Monday of the 17th Week in Ordinary Time
Optional Memorial of St. Peter Chrysologus
Readings of the day: Jeremiah 13:1-11; Responsorial Canticle: Deuteronomy 32:18-19, 20, 21; Matthew 13:31-35
This homily was given at the Kateri House Women's Residence Chapel at St. Joseph's College, Edmonton, AB, Canada.
Optional Memorial of St. Peter Chrysologus
Readings of the day: Jeremiah 13:1-11; Responsorial Canticle: Deuteronomy 32:18-19, 20, 21; Matthew 13:31-35
This homily was given at the Kateri House Women's Residence Chapel at St. Joseph's College, Edmonton, AB, Canada.
Has anybody here ever wondered why,
occasionally, as in passages like the one we hear today from Matthew’s Gospel, Jesus
chooses on purpose to “speak in parables”? When Jesus teaches in this way,
would it not seem that anybody who does not understand what he is teaching
would have little to no chance of progressing in understanding of his teaching?

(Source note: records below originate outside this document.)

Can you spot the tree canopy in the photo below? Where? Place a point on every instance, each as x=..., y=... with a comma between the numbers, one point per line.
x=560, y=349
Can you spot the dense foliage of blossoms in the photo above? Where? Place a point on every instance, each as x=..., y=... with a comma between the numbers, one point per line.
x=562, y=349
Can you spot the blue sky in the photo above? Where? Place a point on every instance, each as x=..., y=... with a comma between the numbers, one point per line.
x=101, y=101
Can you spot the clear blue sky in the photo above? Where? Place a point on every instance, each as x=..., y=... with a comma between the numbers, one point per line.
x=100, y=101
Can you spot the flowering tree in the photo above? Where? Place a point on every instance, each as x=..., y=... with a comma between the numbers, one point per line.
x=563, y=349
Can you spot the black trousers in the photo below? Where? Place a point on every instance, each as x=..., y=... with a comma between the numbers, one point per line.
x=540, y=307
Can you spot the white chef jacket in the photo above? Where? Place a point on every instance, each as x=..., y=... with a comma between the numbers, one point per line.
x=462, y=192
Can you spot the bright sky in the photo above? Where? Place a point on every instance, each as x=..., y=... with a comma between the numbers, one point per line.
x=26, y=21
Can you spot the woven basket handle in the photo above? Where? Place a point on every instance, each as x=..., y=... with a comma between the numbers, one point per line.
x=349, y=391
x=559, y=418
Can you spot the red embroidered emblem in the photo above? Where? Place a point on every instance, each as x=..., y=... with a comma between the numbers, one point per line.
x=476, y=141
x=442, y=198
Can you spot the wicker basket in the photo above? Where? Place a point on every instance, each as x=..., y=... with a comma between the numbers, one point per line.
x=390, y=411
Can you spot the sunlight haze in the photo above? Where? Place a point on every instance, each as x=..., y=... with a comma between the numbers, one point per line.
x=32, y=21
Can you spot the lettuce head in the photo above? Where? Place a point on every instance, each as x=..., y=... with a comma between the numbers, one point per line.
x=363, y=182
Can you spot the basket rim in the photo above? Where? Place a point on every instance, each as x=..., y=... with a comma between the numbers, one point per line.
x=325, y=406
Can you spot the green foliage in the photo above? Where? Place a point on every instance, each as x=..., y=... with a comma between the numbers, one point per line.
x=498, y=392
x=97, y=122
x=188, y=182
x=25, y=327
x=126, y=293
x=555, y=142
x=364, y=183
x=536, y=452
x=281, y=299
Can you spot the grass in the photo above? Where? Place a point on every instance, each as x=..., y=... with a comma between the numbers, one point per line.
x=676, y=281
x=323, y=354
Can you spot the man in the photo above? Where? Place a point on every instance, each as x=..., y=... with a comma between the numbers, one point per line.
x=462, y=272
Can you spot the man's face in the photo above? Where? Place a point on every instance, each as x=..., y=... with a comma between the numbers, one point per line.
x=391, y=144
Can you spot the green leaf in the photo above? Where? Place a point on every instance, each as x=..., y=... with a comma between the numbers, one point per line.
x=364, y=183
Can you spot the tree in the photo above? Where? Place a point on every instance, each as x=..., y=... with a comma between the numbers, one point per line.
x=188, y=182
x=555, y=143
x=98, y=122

“What has been hidden from the foundation of the world” would therefore remain
hidden. And what is Jesus trying to keep hidden and from whom? Is it not God’s
way to reveal to us at least the truths we need for our salvation?

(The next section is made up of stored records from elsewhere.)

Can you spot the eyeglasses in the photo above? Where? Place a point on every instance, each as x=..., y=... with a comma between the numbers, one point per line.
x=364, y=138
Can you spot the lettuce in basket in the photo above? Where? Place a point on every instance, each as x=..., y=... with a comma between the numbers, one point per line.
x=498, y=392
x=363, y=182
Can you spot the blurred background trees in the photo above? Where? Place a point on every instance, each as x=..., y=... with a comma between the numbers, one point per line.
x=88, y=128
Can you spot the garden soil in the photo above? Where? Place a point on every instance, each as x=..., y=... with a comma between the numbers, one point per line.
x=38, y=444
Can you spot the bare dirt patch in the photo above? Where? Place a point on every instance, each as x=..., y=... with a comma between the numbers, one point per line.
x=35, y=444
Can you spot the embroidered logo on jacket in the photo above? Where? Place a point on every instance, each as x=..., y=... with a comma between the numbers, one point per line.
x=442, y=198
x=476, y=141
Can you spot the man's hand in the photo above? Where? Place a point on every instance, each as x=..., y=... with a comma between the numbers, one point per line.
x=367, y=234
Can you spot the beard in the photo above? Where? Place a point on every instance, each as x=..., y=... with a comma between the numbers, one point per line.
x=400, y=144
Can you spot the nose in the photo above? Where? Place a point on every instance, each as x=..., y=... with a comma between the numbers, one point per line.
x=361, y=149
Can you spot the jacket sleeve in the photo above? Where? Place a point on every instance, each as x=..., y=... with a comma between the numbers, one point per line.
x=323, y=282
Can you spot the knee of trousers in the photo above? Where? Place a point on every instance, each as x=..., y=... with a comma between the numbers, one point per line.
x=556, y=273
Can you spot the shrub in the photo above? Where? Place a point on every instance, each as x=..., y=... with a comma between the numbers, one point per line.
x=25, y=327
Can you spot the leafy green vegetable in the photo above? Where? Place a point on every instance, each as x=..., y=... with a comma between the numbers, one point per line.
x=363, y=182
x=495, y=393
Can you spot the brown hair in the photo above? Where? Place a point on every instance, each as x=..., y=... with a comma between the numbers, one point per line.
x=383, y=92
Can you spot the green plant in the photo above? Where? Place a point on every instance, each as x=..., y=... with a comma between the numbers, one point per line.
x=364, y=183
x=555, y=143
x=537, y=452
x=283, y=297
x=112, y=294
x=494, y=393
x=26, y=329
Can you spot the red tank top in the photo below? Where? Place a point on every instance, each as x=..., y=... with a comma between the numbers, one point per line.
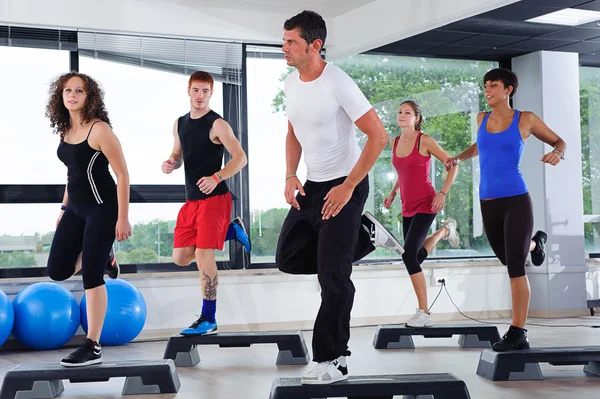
x=416, y=189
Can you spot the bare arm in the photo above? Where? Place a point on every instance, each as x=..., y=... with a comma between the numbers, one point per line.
x=176, y=153
x=377, y=138
x=293, y=151
x=543, y=133
x=110, y=146
x=66, y=196
x=437, y=151
x=224, y=134
x=469, y=152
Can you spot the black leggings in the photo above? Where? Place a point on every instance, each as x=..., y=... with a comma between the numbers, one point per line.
x=88, y=230
x=308, y=244
x=415, y=229
x=508, y=224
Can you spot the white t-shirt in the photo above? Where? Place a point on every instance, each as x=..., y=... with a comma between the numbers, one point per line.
x=322, y=113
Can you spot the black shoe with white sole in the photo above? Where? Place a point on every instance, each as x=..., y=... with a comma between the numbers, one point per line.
x=87, y=354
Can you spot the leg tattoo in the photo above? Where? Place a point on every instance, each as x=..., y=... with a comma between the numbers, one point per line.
x=210, y=286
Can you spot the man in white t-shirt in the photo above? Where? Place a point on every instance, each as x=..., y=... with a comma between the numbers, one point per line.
x=324, y=232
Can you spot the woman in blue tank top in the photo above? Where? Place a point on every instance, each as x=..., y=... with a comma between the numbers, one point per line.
x=506, y=207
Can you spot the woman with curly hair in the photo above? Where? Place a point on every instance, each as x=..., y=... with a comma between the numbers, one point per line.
x=94, y=211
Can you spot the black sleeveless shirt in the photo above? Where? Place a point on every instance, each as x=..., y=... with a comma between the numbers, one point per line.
x=89, y=181
x=201, y=157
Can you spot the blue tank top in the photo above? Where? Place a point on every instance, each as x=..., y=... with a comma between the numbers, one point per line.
x=499, y=161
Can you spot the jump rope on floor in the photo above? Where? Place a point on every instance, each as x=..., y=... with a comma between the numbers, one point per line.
x=443, y=287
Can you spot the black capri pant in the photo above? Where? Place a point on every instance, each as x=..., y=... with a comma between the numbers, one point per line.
x=508, y=224
x=88, y=230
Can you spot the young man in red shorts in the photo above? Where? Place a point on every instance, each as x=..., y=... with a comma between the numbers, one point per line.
x=200, y=137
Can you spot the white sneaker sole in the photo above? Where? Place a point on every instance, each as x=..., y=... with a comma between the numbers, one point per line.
x=211, y=332
x=414, y=325
x=88, y=363
x=324, y=382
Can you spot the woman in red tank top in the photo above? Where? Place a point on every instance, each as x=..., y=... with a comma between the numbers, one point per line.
x=411, y=157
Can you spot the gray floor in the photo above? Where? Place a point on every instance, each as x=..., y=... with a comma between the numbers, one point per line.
x=249, y=372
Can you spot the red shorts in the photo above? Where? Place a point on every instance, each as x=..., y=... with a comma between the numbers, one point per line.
x=203, y=223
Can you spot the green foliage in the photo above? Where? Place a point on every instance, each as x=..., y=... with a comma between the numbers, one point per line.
x=589, y=89
x=450, y=95
x=145, y=235
x=17, y=259
x=141, y=255
x=264, y=231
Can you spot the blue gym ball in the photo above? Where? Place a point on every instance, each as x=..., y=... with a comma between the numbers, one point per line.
x=125, y=313
x=46, y=316
x=7, y=317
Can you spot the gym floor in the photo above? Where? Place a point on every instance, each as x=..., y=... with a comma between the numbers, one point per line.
x=249, y=372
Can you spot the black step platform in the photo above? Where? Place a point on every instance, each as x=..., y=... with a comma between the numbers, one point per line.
x=45, y=381
x=398, y=336
x=523, y=364
x=292, y=348
x=440, y=386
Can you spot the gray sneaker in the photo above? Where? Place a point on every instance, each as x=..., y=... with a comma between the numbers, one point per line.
x=452, y=235
x=380, y=236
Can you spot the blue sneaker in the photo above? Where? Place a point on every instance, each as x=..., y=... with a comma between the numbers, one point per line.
x=240, y=233
x=201, y=327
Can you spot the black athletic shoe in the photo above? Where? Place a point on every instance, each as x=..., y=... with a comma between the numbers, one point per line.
x=112, y=267
x=514, y=339
x=538, y=255
x=87, y=354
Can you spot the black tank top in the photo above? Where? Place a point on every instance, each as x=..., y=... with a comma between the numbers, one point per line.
x=201, y=157
x=89, y=181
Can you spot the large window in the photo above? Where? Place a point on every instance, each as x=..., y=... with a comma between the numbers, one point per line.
x=143, y=104
x=450, y=95
x=28, y=150
x=589, y=86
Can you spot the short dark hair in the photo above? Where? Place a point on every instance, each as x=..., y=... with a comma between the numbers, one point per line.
x=312, y=26
x=417, y=111
x=506, y=76
x=201, y=77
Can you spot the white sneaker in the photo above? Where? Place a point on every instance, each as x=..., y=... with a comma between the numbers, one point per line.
x=419, y=319
x=327, y=372
x=452, y=236
x=380, y=236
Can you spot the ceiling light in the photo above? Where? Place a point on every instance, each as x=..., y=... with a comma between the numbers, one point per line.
x=568, y=16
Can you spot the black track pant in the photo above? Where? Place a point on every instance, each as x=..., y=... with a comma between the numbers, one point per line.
x=309, y=245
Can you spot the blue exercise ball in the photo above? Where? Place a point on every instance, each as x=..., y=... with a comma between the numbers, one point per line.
x=7, y=317
x=125, y=313
x=46, y=316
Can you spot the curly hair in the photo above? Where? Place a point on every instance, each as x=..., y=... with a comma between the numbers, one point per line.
x=60, y=120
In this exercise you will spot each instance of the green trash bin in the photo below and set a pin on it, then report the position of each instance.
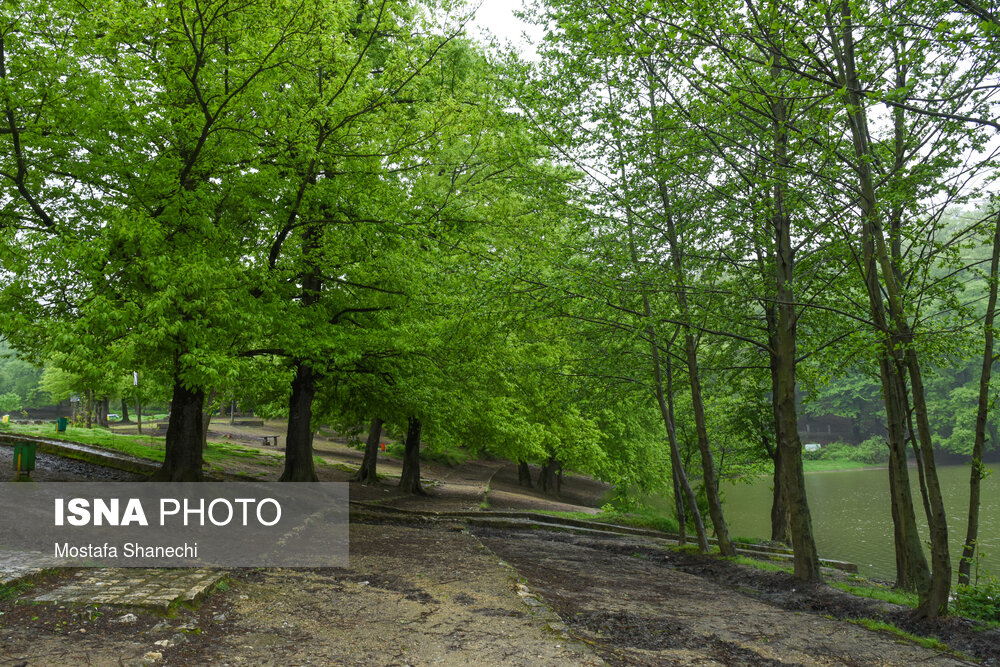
(24, 458)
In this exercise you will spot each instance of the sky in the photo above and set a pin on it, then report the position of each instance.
(497, 17)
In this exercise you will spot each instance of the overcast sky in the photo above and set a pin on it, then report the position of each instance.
(497, 16)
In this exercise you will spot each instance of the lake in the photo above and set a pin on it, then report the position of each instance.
(852, 521)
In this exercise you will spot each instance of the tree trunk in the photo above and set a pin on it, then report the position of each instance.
(897, 340)
(665, 402)
(708, 465)
(982, 413)
(299, 465)
(368, 474)
(779, 508)
(409, 481)
(523, 474)
(103, 408)
(207, 418)
(548, 481)
(182, 462)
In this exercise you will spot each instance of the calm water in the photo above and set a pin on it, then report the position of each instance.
(852, 520)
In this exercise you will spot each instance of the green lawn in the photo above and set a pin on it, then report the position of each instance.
(141, 446)
(821, 466)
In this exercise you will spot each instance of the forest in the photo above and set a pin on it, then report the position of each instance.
(643, 253)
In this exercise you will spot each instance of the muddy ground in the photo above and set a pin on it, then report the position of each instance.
(434, 594)
(429, 593)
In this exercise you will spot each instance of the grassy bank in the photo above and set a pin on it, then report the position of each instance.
(837, 464)
(148, 447)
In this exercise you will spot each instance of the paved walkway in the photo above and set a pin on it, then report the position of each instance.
(133, 587)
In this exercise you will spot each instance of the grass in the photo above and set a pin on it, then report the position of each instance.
(645, 518)
(759, 564)
(875, 592)
(882, 626)
(143, 446)
(822, 466)
(14, 589)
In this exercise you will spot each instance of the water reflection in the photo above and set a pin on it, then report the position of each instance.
(852, 520)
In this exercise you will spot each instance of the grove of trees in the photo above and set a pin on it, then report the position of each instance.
(637, 255)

Let me answer “yes” to this last question:
Neither Jesus nor St. Matthew deny that God reveals to us all the truths we
need to be saved. But, still, verses like the one at the end of our Gospel
reading today can be troublesome. We might think that Jesus might simply have
become exasperated by the obtuseness of the people following him, and so we
might allow him space for some godly snark (Or was the occasional snark part of
his human nature? This is hard to say).
Sayings of Jesus like this make me imagine him,
completely lifted from his historical or other context, as at least capable of
a tone more like Jack Nicholson’s Colonel Jessup in “A Few Good Men,” with the
people following Jesus taking the place of Tom Cruise’s Lieutenant Kaffee: “I
want the truth”! “You can’t handle the truth”!
At worst, sayings of Jesus about elements of
God’s revelation being “hidden from the foundation of the world” have become
fodder since the earliest days of our Christian faith for Gnostic teachings,
consistently condemned as heresies by the Church, that some truths that are
necessary for our salvation lie outside what God has revealed to us through
Scripture and the Church’s teaching tradition.
God has hidden nothing of essential truths we
need to be saved. Yet we are free to reject truths proclaimed either in
Scripture or in the tradition of the Church. We are free, because God has given
us free will, to make ourselves unable to “handle the truth.”
In Understanding
Media: The Extensions of Man, Marshall McLuhan coined the phrase: “The
medium is the message.” At the time, he was referring to how various media,
like radio or television, and now increasingly social media, affect how
individuals and societies receive and interpret a message, more than the
content of the message itself. But could we not extend McLuhan’s point to say
that, in some way, when we receive a message, if not a divinely-revealed truth,
we become part of “the medium” that influences how we interpret the message?